Tsarichina is a village in western Bulgaria, located in Kostinbrod Municipality.

The Tsarichina Hole

The town became famous among the paranormal community in the early 1990s and was even nicknamed, "Bulgaria's Area 51" due to its famed Tsarichina Hole. The hole was dug by the Bulgarian Ministry of Defense, who excavated an area in the center of the village during a project which occurred from December 6, 1990, to November 19, 1992, initially in search of a purported hidden treasure of Tsar Samuil. The project was abandoned after two years due to “financial concerns” and the hole sealed with concrete.

A number of locals and foreign investigators reported the town had since become a hotspot for what they described as paranormal phenomena starting as soon as the digging began. Many have reported seeing strange lights and some UFOlogists claimed to have been hit with a, "beam of powerful light," over the course of their investigation.

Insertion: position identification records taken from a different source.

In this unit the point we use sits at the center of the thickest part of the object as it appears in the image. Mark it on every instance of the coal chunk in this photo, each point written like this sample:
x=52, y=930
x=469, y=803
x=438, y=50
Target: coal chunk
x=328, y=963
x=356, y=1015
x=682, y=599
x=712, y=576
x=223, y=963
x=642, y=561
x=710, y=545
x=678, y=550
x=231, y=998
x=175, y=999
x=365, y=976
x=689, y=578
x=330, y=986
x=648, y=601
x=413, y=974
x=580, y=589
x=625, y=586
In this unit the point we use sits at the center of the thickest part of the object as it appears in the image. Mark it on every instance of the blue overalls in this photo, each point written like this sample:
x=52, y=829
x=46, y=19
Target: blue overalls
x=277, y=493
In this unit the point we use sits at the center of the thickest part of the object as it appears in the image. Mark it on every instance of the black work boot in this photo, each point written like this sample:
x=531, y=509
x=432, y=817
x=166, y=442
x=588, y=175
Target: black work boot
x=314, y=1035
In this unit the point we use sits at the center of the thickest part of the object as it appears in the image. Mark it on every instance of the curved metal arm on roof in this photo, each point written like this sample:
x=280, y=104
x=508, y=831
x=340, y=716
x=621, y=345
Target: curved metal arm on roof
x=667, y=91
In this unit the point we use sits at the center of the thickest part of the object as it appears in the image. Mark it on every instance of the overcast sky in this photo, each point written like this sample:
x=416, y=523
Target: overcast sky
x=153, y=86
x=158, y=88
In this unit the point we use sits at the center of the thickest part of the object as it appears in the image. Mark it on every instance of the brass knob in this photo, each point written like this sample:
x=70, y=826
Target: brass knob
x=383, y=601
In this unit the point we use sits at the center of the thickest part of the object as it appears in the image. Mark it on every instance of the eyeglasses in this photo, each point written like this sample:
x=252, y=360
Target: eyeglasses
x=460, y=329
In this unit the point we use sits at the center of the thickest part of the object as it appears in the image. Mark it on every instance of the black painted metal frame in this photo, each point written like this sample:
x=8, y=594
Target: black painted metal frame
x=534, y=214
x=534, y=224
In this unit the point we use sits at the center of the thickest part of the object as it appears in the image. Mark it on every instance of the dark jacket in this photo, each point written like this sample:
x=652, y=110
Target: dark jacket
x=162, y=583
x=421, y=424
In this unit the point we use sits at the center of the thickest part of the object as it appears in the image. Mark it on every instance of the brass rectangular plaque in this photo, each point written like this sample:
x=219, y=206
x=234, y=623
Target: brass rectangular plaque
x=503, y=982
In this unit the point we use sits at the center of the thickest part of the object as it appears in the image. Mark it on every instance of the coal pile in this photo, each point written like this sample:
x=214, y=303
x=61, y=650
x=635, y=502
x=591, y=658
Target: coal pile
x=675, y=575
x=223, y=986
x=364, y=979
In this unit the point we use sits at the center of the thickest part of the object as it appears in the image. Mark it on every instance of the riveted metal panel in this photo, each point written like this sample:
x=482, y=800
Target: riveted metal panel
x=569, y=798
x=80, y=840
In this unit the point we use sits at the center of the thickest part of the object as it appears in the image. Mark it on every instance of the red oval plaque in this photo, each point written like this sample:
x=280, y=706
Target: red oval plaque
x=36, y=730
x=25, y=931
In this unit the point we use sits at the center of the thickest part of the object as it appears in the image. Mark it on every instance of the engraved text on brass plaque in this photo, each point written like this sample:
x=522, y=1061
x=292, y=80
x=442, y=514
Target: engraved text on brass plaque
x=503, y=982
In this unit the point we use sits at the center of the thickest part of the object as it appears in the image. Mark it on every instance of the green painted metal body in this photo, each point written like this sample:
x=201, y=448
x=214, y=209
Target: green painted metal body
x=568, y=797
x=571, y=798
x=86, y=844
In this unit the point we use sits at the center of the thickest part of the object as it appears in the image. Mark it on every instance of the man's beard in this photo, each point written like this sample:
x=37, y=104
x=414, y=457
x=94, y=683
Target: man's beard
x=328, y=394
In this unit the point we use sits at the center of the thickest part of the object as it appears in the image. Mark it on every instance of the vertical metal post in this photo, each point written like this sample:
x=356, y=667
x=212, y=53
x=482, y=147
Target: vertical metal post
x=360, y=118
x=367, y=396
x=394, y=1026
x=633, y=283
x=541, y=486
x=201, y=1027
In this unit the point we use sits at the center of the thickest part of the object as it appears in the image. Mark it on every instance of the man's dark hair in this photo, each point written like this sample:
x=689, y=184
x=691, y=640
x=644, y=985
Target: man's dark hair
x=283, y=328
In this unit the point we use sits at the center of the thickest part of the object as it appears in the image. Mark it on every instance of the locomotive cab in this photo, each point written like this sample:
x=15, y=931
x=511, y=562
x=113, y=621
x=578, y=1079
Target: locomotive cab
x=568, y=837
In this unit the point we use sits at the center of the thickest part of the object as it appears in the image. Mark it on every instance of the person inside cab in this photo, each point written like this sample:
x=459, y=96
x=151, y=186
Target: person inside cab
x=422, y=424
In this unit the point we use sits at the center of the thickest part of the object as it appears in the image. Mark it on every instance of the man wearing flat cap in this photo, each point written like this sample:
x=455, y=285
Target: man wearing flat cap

On top of that, during the two year dig more than one local claimed to have heard voices from a paranormal entity they associated with the hole. Famed clairvoyant Baba Vanga was even cited as reporting that a non-human entity existed in the hole during a visit to the village.

Conspiracy theorists' speculation about the event ranged widely, some citing rumors claiming the military excavated a triangular object of unknown origin. Many theorizing it was extraterrestrial or of protohuman origin.

The findings of a 2007 bTV documentary on the Tsarichina project, revealed that most of the military documents surrounding the event had disappeared from government archives or had since been destroyed.

Triumph is an upcoming film about the location.